Стас помассировал шею сзади.

– Понимаешь… Не все так просто. В стране тогда наступил кризис. Вроде как с едой становилось туго.





– С едой… – Андрей помотал головой. – Плохо с едой… А мы что же, по-твоему в окопах жировали что ли? Мы всей страной годами жилы рвали, чтоб фашиста остановить. – Он вдруг каким-то рывком сел на землю, и опреся рукой, чтоб не упасть. – Я Таню оставил. Я женится на ней… Мы оба хотели. Она меня ждала. Я же каждое её письмо… Я на том берегу сдох в окопе. Но мы зубами рвали немчуру!!! А вы… они… Что же, испугались чуть затянуть пояса. И вот за это я воевал?.. Фима, мой второй номер… Бекти… там… кровью… Я за эту гребанную войну несколько полных составов взвода похоронил! А они просто смотрели как отменяют нашу страну. Не захватили даже. От-ме-ни-ли. Слово-то какое. Отменили…

– Ты понимаешь, не все там так просто было. Вам проще было.

– Проще?! – Андрей выдохнул так, что едва легкие не отхаркнул.

– Ну не проще, извини. Не так я сказал. Яснее. Вам яснее было. Вот война, враг, он напал. А в девяностые… Мне отец как рассказывал. Понимаешь, народ-то и не мог сообразить.
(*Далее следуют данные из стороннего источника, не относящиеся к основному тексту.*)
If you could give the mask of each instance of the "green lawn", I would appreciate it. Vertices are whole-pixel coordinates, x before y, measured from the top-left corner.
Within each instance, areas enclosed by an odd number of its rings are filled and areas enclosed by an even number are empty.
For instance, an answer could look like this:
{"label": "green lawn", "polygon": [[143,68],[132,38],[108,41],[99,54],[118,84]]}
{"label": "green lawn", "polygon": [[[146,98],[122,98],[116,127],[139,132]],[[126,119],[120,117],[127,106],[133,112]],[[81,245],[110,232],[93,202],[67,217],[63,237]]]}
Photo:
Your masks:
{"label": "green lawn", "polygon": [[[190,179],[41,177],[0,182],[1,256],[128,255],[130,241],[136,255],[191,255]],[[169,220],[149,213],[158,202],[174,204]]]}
Почему войны нет, и советский строй, как говорят, самый прогрессивный и передовой. и идет от успеха к успеху. А в магазинах тем временем все меньше товаров и продуктов становилось. И только рожи партаппаратчиков в телевизоре все жирнее. Как будто эти партийные в одном измерении живут, а народ в другом. Партаппаратчик – это тогда самое ругательное слово было. Конечно копилось на власть недовольство. А партаппратчикам и самим у в СССР не нравилось У них к тому моменту уже своя отдельная от народа жизнь была, со своими магазинами, курортами и прочим. Единство народа с партией только в лозунгах осталось. Но партаппаратчики тоже были недовольны. У них-то конечно бананы в магазинах всегда были, в отличие от народа. Но они же на запад ездили. А там их принимали всякие миллионеры, со своими особняками, виллами, машинами, вертолетами личными. И аппаратчики на их фоне себя убого чувствовали. На родине все же еще советские законы действовали, и всех привилегий у них только жалкая казенная дачка, авто, да спец паек. Масштаб не тот. А им казалось, что они гораздо больше го достойны. Ведь элита, а живут чуть лучше чем все. А на западе элита вон как высоко. Понимаешь? Некоторые говорят, что партаппаратчики специально в стране кризис устроили, чтобы на волне народного недовольства все к своей пользе поменять… Народу казалось, что убери советскую власть – и они все в блестящих машинах, и все магазины жратвой завалены. А аппаратчикам, что убери ту же власть – и они с личными заводами, и прочим. Всем казалось, что они могут получить больше – разница только в масштабе.

– Ну и когда стали партапаартчики СССР ломать, так народ им не мешал, наоборот, помогал даже. Это только потом выяснилось, что партаппаратчики раздербанят страну на части, а все предприятия которые строил народ, присвоят себе. И на вырученные деньги будут у них, и виллы, и вертолеты, и бляди. В стране капитализм. А народ…

– А что народ? – Бесцветным голосом спросил Андрей.

– Кто как смог. Кто побойчее – неплохо живет. Кто помешковатей – в нищете. И вроде сперва казалось, что так и справедливо. Тот бойкий – ему и успех. А тот тюфяк, – так ему и по заслугам. Естественный отбор такой, без уравниловки. Так нам внушали. Только почему-то потом оказалось, что при таком естественном отборе у нас обвалилась вся медицина, образование и промышленность.

– Не прошла значит, медицина и промышленность ваш отбор? – Горко поинтересовался Андрей. – Хорош он у вас, видать!.. Ну а дальше как?